36. Während meiner letzten Gespräche in Bagdad am 16. März wies ich darauf hin, daß es möglich sein muß, die effektive Verwendung aller Lieferungen, die möglicherweise in Zukunft unter der Verantwortung der Vereinten Nationen durchgeführt werden, zu beurteilen. Die Regierung versicherte der Mission, daß sie ein System zur Überwachung von Importen und deren Verwendung akzeptieren würde.
F. Bemerkungen
37. Der obige Bericht schildert so genau, wie es der Mission unter Einbeziehung aller Quellen einschließlich umfangreicher eigener Beobachtungen möglich war, die Situation, die sie, innerhalb der verfügbaren Zeit und der bereits erwähnten Reisebeschränkungen, im Hinblick auf erforderliche humanitäre Maßnahmen im Irak während der Woche vom 10. bis 17. März festgestellt hat. Ich bin, wie alle meine Kollegen, überzeugt, daß eine größere Beschaffung und Beförderung von Hilfsmitteln notwendig ist, um mit Aspekten dieser tiefen Krise in den Bereichen Landwirtschaft und Ernährung, Wasser, Hygiene und Gesundheit fertig zu werden. Doch die Situation wirft auch andere brennende Fragen auf.

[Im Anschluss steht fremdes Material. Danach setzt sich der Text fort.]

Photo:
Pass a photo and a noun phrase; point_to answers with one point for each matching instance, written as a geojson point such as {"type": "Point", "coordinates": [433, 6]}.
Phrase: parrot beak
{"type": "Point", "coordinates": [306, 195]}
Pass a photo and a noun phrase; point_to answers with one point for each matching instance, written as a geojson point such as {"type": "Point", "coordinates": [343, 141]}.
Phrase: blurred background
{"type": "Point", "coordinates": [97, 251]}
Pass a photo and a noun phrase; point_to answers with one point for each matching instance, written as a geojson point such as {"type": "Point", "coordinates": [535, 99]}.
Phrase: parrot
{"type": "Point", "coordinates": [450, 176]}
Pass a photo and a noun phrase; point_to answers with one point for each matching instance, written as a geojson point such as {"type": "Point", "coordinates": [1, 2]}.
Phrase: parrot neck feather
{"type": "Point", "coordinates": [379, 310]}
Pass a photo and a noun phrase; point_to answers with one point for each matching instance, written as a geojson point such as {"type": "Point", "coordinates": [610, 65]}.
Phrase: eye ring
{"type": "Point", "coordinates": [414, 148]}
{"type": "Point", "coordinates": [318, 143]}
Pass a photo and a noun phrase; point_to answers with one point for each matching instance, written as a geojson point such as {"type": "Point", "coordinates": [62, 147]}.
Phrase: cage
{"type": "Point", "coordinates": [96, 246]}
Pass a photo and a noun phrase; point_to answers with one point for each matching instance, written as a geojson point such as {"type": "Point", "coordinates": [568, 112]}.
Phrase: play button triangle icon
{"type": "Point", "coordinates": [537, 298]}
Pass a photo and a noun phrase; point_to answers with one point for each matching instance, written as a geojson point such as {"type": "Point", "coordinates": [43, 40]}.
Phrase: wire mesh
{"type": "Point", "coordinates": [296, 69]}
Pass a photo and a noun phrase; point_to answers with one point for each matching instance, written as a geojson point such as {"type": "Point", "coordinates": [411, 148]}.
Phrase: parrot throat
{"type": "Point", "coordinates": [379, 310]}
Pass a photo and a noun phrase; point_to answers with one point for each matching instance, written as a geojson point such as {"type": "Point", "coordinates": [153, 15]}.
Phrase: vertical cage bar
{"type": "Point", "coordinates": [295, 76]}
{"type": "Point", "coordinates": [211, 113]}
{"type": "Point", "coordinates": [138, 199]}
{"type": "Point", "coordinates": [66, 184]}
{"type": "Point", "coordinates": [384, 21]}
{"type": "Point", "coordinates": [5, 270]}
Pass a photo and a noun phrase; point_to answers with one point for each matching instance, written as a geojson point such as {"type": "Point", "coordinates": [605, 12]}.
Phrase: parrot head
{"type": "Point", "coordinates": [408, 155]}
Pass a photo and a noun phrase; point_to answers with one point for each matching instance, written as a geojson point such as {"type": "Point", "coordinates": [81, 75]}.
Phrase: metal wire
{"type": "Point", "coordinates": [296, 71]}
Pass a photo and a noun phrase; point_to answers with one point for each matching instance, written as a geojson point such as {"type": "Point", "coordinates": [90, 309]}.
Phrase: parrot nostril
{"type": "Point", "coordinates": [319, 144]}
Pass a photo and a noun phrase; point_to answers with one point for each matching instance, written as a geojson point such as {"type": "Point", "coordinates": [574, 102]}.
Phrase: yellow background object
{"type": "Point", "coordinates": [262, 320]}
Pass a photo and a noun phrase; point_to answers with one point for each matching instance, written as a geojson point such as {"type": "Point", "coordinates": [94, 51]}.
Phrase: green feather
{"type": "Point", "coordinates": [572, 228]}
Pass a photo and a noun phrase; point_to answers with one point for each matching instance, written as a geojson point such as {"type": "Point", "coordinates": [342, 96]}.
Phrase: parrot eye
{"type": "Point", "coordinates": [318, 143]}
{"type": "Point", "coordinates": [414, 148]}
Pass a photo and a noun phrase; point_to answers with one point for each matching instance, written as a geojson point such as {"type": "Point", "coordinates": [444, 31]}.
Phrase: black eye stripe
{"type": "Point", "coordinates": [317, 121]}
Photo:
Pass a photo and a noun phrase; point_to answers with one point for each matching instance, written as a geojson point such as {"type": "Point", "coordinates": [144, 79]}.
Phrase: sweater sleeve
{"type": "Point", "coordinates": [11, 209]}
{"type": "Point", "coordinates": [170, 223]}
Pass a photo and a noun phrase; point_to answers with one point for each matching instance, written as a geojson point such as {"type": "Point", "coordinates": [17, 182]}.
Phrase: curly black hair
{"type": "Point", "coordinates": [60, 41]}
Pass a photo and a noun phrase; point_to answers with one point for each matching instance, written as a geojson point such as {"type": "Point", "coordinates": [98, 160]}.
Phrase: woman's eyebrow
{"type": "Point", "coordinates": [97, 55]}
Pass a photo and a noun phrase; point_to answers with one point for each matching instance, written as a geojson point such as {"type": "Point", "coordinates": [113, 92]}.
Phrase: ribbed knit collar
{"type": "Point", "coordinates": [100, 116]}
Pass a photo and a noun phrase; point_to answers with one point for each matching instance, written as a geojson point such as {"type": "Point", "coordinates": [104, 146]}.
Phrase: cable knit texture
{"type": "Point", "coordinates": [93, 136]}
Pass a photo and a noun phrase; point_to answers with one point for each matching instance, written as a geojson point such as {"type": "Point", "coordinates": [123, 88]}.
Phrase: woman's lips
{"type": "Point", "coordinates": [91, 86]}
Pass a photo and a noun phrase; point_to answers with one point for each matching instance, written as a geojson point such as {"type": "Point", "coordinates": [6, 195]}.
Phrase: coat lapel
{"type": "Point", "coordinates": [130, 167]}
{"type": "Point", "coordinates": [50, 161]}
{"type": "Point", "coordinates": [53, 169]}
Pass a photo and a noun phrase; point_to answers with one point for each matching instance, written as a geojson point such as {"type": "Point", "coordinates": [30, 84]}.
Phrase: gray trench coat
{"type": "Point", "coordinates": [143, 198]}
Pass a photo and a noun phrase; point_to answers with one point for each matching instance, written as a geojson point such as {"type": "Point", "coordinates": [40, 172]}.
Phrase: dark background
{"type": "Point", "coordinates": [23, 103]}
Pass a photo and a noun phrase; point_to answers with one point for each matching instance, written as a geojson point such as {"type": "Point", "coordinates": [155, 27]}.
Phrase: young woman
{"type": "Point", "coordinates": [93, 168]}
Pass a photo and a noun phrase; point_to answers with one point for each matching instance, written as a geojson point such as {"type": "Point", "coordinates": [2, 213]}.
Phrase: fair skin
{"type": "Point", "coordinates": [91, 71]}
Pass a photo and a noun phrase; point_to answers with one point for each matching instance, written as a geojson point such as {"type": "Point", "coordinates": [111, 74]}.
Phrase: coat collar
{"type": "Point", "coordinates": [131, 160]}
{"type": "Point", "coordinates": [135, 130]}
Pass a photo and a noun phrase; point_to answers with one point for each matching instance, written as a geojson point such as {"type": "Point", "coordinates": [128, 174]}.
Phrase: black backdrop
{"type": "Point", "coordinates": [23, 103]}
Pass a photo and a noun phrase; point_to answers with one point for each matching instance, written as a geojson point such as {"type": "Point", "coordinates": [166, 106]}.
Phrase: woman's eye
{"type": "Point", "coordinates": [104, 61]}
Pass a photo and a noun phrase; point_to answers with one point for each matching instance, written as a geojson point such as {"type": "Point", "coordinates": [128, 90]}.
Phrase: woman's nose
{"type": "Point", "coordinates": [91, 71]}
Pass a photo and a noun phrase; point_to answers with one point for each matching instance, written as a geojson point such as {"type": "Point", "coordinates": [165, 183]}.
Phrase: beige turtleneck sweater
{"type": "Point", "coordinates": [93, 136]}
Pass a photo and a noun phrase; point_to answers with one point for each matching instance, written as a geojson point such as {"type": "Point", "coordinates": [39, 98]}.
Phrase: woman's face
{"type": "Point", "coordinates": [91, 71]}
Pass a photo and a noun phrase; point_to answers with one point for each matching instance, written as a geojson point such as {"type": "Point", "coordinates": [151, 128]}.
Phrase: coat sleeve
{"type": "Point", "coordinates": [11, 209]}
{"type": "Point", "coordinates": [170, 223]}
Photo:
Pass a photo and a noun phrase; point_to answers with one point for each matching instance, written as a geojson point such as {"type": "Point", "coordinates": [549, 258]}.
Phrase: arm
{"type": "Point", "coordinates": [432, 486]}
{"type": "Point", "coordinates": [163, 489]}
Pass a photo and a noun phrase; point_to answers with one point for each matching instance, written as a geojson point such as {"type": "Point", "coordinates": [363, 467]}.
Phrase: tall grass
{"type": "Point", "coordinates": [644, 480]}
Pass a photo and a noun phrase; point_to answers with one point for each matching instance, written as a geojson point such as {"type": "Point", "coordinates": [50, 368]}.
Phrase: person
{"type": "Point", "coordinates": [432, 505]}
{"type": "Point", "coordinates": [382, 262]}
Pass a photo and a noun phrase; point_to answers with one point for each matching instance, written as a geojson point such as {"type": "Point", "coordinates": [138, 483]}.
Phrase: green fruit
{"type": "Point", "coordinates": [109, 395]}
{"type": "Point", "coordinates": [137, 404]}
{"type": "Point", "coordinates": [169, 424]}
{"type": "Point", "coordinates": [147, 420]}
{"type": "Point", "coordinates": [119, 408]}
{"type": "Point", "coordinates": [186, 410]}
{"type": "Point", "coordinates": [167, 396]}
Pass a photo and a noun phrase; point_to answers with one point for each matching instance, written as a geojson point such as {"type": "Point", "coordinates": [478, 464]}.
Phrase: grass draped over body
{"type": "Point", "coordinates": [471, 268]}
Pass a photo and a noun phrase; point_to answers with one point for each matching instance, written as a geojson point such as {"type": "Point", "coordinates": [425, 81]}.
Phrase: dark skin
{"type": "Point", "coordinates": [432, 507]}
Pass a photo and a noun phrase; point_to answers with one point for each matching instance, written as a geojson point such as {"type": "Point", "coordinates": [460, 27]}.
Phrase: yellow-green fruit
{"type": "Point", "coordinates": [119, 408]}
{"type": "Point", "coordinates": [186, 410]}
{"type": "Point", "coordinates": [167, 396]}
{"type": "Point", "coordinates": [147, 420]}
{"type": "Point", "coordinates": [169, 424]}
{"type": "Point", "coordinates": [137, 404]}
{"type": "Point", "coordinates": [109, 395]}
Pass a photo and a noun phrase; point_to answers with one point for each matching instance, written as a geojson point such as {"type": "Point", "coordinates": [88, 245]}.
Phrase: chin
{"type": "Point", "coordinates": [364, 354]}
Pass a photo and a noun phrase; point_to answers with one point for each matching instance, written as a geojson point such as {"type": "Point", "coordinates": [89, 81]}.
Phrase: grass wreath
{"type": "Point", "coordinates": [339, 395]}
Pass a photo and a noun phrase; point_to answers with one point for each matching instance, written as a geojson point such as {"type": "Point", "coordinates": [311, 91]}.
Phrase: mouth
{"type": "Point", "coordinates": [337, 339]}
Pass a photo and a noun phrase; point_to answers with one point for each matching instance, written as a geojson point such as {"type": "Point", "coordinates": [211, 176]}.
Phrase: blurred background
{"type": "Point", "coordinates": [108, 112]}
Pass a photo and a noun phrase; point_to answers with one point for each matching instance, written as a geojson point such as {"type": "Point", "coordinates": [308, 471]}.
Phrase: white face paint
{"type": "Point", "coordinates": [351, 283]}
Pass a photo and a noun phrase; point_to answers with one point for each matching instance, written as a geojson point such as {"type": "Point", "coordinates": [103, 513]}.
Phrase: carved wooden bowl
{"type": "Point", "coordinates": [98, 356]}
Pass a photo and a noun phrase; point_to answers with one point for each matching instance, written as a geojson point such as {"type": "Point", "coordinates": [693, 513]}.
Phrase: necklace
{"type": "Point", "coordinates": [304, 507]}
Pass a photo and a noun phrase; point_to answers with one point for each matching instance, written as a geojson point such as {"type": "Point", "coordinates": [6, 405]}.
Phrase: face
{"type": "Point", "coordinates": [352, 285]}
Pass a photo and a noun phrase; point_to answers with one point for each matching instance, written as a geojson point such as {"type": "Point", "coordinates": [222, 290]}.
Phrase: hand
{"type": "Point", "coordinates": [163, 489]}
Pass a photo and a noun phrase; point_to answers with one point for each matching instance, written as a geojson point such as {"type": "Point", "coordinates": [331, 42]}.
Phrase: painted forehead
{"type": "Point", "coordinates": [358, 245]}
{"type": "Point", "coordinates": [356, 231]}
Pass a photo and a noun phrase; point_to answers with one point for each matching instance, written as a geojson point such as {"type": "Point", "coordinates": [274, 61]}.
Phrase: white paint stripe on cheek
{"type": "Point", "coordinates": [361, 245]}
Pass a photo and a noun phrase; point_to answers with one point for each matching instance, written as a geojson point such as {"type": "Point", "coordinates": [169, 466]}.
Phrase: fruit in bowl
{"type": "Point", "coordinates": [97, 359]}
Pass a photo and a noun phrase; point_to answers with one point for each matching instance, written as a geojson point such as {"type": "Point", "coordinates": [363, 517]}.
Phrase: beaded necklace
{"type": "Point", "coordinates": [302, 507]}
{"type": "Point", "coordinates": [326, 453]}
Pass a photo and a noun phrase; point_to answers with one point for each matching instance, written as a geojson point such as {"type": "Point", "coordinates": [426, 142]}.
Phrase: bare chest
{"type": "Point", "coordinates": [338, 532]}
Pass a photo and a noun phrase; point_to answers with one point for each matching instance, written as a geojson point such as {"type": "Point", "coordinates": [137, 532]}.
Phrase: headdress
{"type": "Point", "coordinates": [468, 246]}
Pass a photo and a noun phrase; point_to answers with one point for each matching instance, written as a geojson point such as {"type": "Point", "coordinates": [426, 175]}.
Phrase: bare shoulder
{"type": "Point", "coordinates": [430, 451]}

Denn es wird schwierig, wenn nicht unmöglich sein, diese unmittelbar erforderlichen humanitären Maßnahmen durchzuführen, ohne gleichzeitig und mit der gleichen Dringlichkeit den grundlegenden Energiebedarf zu decken. Dazu bedarf es zunächst sofortiger Ölimporte und der raschen Wiederherstellung begrenzter Raffinierungs- und Stromerzeugungskapazitäten, wobei Zulieferungen aus anderen Ländern unerläßlich sind. Andernfalls können importierte Nahrungsmittel nicht konserviert und verteilt, kann Wasser nicht gereinigt, können Abwässer nicht abgepumpt und geklärt, Felder nicht bewässert, Medikamente nicht dorthin gebracht werden, wo sie gebraucht werden kann nicht einmal bestehender Bedarf effektiv beurteilt werden. Es ist unverkennbar, daß das irakische Volk möglicherweise bald von einer weiteren Katastrophe heimgesucht wird, die Seuchen und Hungersnot einschließt, wenn nicht schnell massive lebenserhaltende Maßnahmen durchgeführt werden. Der lange Sommer mit seinen oft 45 oder gar 50 Grad Celsius ist nur noch Wochen entfernt. Die Zeit ist kurz.